The facility failed to maintain a consistent system for monitoring and ensuring appropriate antibiotic use for its residents. Review of infection surveillance records showed that antibiotics were prescribed in multiple cases without meeting established criteria, such as treating urinary tract infections (UTIs) without documented signs or symptoms of infection and without laboratory confirmation. During an interview, the Infection Control Preventionist (ICP) confirmed that McGeer's Criteria was the standard used, but acknowledged that antibiotics were sometimes prescribed based only on urinalysis (UA) results, without obtaining a culture and sensitivity (C&S) to confirm infection or guide antibiotic selection. The ICP also indicated ongoing efforts to educate nursing staff to request C&S testing, but could not explain how appropriate antibiotic selection was ensured when only a UA was performed. Facility policy required review of clinical signs, symptoms, and laboratory reports to determine the need for antibiotics, but this protocol was not consistently followed.

Plan Of Correction

1.) All Residents have the potential to be affected. 2.) A one-time audit was completed on ABT within the last 14 days to ensure they meet McGeer's criteria or have a risk versus benefits completed.

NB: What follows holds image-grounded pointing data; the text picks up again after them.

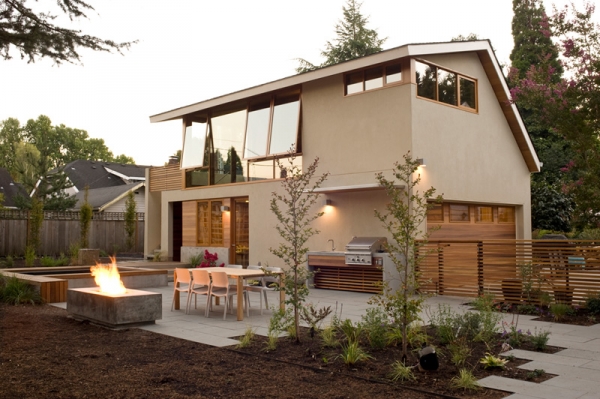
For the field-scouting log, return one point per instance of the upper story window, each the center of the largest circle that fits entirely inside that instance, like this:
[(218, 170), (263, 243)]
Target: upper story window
[(445, 86), (242, 145), (373, 78)]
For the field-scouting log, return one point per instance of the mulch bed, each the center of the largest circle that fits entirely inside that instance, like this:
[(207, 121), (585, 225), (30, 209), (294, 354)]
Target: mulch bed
[(310, 353), (45, 354)]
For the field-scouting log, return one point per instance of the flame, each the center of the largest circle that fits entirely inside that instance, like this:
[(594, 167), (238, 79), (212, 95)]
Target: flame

The licensed nurses and providers were re-educated on McGeer's criteria. 3.) System change: Mon-Friday during the clinical meeting the ICP/Designee will review ABT to ensure they are meeting McGeer's criteria. 4.) DON/Designee will review 5 ABT weekly x 12 weeks then monthly x 3 months to ensure McGeer's criteria is met or risk versus benefit is obtained. Any non-adherence will result in 1:1 education. All audits will be brought to QA committee for review and further recommendations. The Director of Nursing is responsible for ongoing sustained compliance.